Laura Lunn, director of advocacy and litigation for RMIAN, said the organizations wanted to show the public that people are being mistreated within the facility. It is alleging GEO Group is violating ICE’s policies regarding solitary confinement use.
Lunn said the organizations have seen an uptick in the use of solitary confinement since the pandemic. She said what was used during the pandemic as a way to try to prevent the spread of the disease is now used more regularly as punishment.
“They then extrapolated this mechanism to control people within the facility and so that’s when we started seeing an uptick not just in medical segregation, but also in punitive and administrative segregation,” Lunn said.
In an email to Colorado Newsline, a GEO Group spokesperson stated that all ICE processing centers are governed by ICE performance-based national detention standards set by DHS.
The groups allege that GEO Group is in violation of those standards, which state that people in custody may be placed in solitary confinement only after a disciplinary hearing panel finds the person violated a rule and that solitary confinement can only be ordered when alternative options are not adequate.
“Under no circumstances is assignment in a special management unit used in a retaliatory manner or without careful adherence to the performance-based national detention standards and the ICE notification procedures,” the GEO Group spokesperson said. “As a service provider to a federal agency, GEO is required to meet DHS policies and standards and plays no role in creating them.”
But Lunn said there is a lack of effective oversight of ICE facilities.

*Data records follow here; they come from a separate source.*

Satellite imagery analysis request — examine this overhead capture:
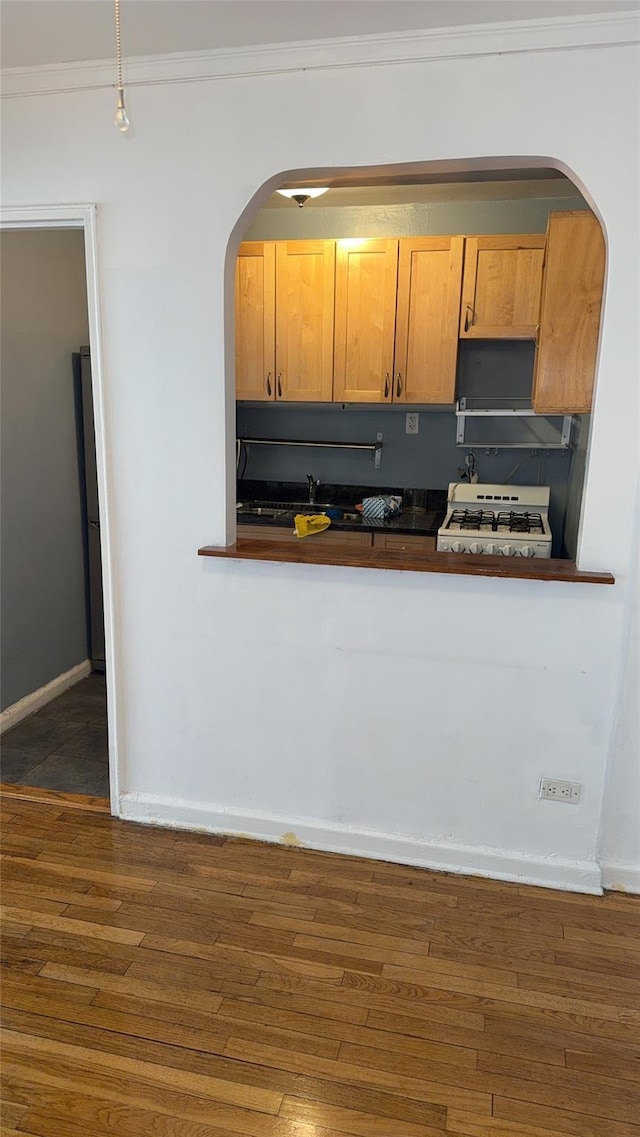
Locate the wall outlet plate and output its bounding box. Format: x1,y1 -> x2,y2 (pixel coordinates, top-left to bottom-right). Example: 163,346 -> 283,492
538,778 -> 582,805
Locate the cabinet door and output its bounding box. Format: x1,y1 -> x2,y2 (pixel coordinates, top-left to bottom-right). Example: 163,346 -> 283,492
235,241 -> 275,400
275,241 -> 335,402
532,210 -> 605,414
460,233 -> 545,340
333,239 -> 398,402
393,236 -> 464,402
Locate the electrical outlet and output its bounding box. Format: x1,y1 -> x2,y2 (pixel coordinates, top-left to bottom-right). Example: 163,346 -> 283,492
538,778 -> 582,805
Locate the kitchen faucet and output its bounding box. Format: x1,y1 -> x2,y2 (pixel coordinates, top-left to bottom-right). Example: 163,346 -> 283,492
307,474 -> 319,505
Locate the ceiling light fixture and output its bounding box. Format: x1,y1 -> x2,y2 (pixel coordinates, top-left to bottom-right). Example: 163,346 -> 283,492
277,185 -> 329,209
114,0 -> 131,134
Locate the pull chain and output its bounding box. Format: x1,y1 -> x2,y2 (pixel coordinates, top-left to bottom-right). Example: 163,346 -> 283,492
114,0 -> 130,134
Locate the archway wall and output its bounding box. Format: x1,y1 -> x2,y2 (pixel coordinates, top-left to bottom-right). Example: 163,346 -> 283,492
2,20 -> 640,888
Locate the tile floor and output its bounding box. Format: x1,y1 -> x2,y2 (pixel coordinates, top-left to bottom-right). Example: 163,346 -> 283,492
0,672 -> 109,797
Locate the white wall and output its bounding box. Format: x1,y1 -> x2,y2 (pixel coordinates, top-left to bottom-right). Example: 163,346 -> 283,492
3,15 -> 640,889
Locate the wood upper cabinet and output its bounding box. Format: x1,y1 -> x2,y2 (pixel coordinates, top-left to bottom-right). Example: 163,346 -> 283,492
333,240 -> 398,402
275,241 -> 335,402
235,241 -> 275,400
393,236 -> 464,404
532,210 -> 605,414
460,233 -> 545,340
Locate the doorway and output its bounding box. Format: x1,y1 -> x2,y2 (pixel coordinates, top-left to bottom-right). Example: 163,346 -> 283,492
0,207 -> 117,812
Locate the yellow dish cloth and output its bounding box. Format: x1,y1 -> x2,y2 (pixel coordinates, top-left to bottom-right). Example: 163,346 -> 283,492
293,513 -> 331,537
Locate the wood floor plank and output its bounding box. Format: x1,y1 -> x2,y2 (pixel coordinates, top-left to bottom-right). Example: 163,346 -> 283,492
0,795 -> 640,1137
366,1003 -> 566,1067
382,964 -> 620,1022
565,1039 -> 640,1086
279,1095 -> 443,1137
3,1030 -> 283,1113
493,1095 -> 640,1137
224,1037 -> 491,1114
447,1110 -> 572,1137
0,1097 -> 28,1127
0,782 -> 110,813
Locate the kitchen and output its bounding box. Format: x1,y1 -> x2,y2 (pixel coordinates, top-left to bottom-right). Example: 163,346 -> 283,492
202,169 -> 604,579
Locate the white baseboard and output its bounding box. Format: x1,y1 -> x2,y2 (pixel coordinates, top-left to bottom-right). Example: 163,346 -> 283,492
118,792 -> 602,896
0,659 -> 93,735
600,861 -> 640,895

“There is not an independent oversight body that operates in order to make sure that ICE is following its own detention policies,” Lunn said. “If you want to complain about how ICE is behaving, you have to complain to ICE itself.”
A push to end solitary confinement
In the complaint, the groups first request that DHS recommend terminating the contract that allows for the operation of the Aurora facility and the release of all individuals detained in the Aurora facility. Failing that, they urge DHS to investigate the facility and recommend “systemic reform” of its policies.
Lunn noted that although there is a nationwide push to end solitary confinement in prisons, it hasn’t included immigration detention.
President Joe Biden called for the end of the practice before taking office as part of his plan to overhaul the federal prison system. In 2017, Colorado ended the use of long-term solitary confinement in prisons, and in 2021, the Legislature passed a bill restricting the use of it in jails.
“There hasn’t been the same type of top-down requests for reform when it comes to people and civil immigration detention,” Lunn said. “It is our firm belief that there should not be any type of use of solitary confinement in a setting where people are just trying to access their civil immigration proceedings.”
The detention center has been the subject of previous allegations of mistreatment, including a recent qualitative study by Colorado State University and the Colorado Immigrant Rights Coalition on the living conditions of the facility. In it, 17 individuals shared their experiences within the facility, which they said included dehumanizing and racist behavior by staff.
U.S. Rep. Jason Crow, a Democrat who represents Aurora, has been calling for reform at the facility. In April, after hearing about allegations of abuse, he said he’d like to see private detention facilities eventually closed.
Lunn said the complaint also aimed to empower people detained within the facility to feel like they can share their experience.
“So much of what happens in ICE custody never comes to light because it takes place in prisons where people don’t have a mechanism to share their stories,” Lunn said.